DNA sequencing (Dr Niall Corcoran)

DNA is found in cell nuclei. Cancer is a disease of DNA, featuring

  • uncontrolled cell growth
  • resistance to cell death (the process that normally leads to most of our cells being replaced after several years)
  • the ability to invade and spread to other sites.

The cost of DNA sequencing has dropped enormously. In 2001, the first DNA sequence cost $15 billion dollars. A sequence now can be done in two days and cost $4,000 for a tumour.

Projects in current DNA-related research include investigation of

  • the link between genomics changes and clinical outcomes
  • drivers of metastases
  • risk stratification TP53 assay treatment resistance (the ADEPT trial).

There was a couple of interesting questions:

Q1. What about men with sudden increase in PSA levels?

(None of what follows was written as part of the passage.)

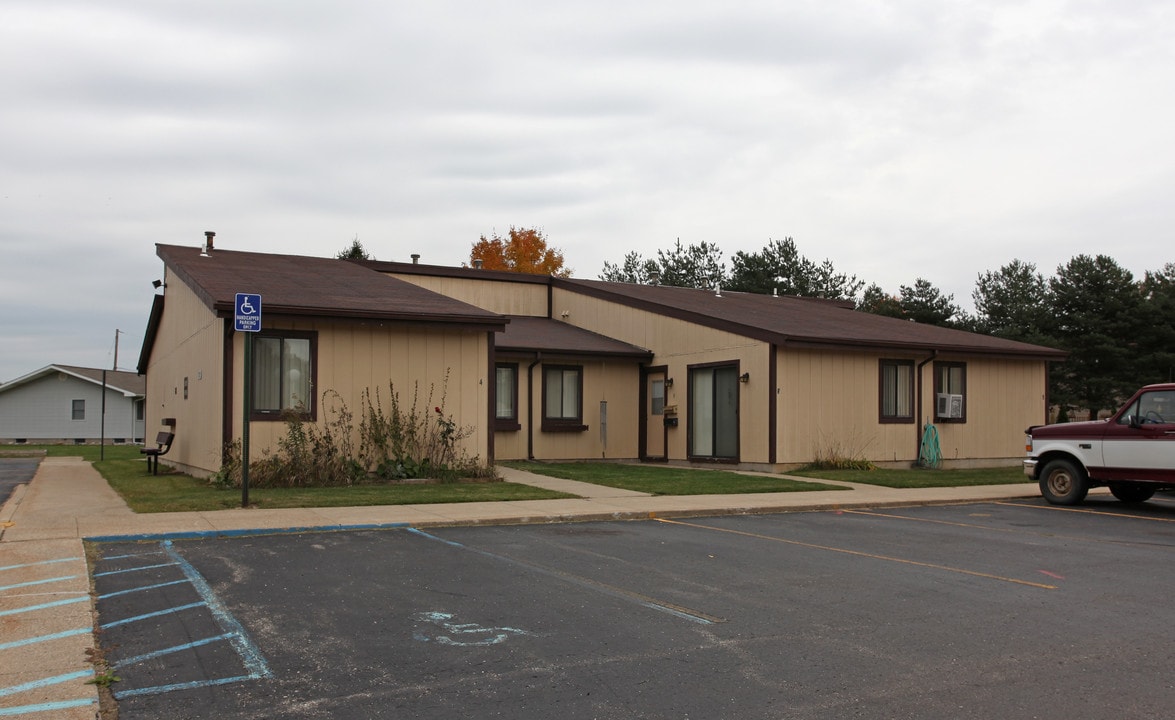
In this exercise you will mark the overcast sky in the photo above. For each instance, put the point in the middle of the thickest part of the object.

A1. There is a PSA risk continuum. 25% of men with normal DNA have or have had PCa. PSA is continuously variable in the same way that height is [i.e. there is a small number of men with very high and very low PSA, and a large number with scores falling in between these extremes]. The normal/abnormal threshold needs to be specified. If the threshold is set at a low level, more cancers will be caught, but more unnecessary surgery will be performed. PSA levels will vary naturally with age, so thresholds need to be age-specific. Combining PSA with adjunct tests will give improved predictive ability. Some of the worst cancers occur in men with low PSA levels (around 2-3%). The digital rectal examination is still important.

Q2. Are there different types of PCa?

A2. Yes. Seven different molecular types have been identified. However, the differences between them are not well understood.

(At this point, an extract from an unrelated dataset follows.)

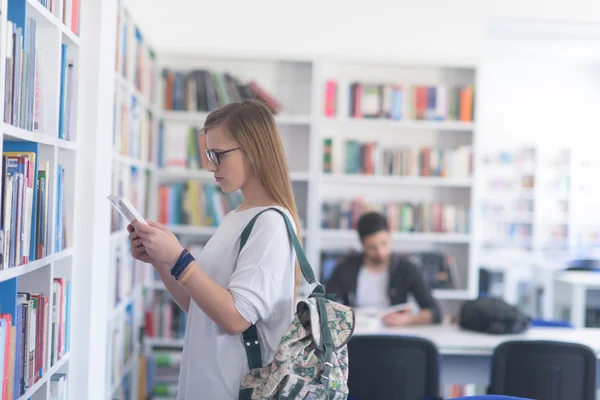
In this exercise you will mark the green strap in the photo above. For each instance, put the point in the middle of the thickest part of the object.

Exercise (Dr Patricia Neumann)

Exercise can benefit the quality of life (QOL) and muscular/aerobic fitness of PCa patients, and cause very few side effects. Some specific advantages: a reduction by

  1.  33% in Alzheimer’s risk
  2. 61% in PCa risk.

Looking again at PCa, there is

  • a reduction in fatigue
  • an increase in QOL
  • a reduction in distress, stress and depression.

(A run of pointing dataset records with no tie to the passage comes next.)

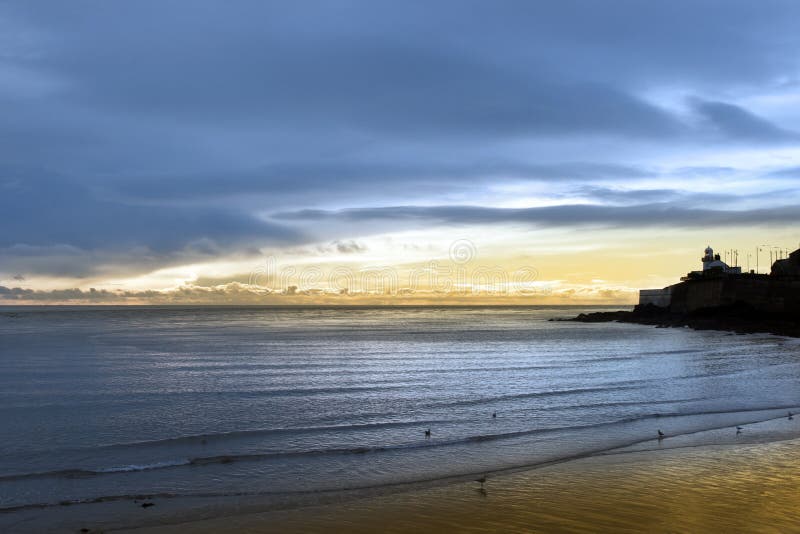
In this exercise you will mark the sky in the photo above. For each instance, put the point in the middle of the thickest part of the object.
(377, 152)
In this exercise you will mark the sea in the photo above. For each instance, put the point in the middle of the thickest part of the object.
(105, 403)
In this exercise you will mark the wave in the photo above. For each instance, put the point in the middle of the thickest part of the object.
(249, 457)
(459, 477)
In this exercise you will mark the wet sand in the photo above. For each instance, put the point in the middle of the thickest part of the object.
(681, 484)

50% of adults in Australia are not active enough. Why is this?

  • Doctors don’t learn about it in medical school
  • there isn’t a drug company behind it to promote it, so doctors are less likely to recommend it, unless they exercise themselves; but
  • they exercise less than the general population.

What are the weekly guidelines?

  1. Cardio; either
    1. vigorous intensity , 20 minutes in duration, twice a week; or
    2. moderate intensity, 30 minutes in duration, five times a week; and
  2. Strength training; between 8-12 reps, twice a week.
    1. This can be done either with weights or resistance bands.

Three hours of exercise a week sounds a lot, but leads to a 49% reduction in death from all causes.

For PCa patients having ADT in particular, exercise is associated with

  • an increase in vitality
  • reduced fatigue
  • reduced bone loss and fracture risk
  • reduced muscle mass loss
  • increased strength.

There was a great Q&A for this session. The most memorable part was relating to mobilization of pelvic floor muscles. [This is an important part of regaining urinary continence post-prostatectomy.] A guy asked Dr Neumann’s opinion of a phrase he had heard, intended to assist with finding the darn things in the first place. This advice was “Suck your nuts up to your guts”. (Most of the, predominantly male, audience found this hilarious.)

Dr Neumann’s answer involved standing everyone up and getting them to feel for their pubic bone in the front and sitting-bone at the back. The PFMs run between these points. I can therefore accurately describe this as a hands-on session. (The MC, Julie McCrossin, formerly of Radio National, said it was the best Q&A session she had ever heard.)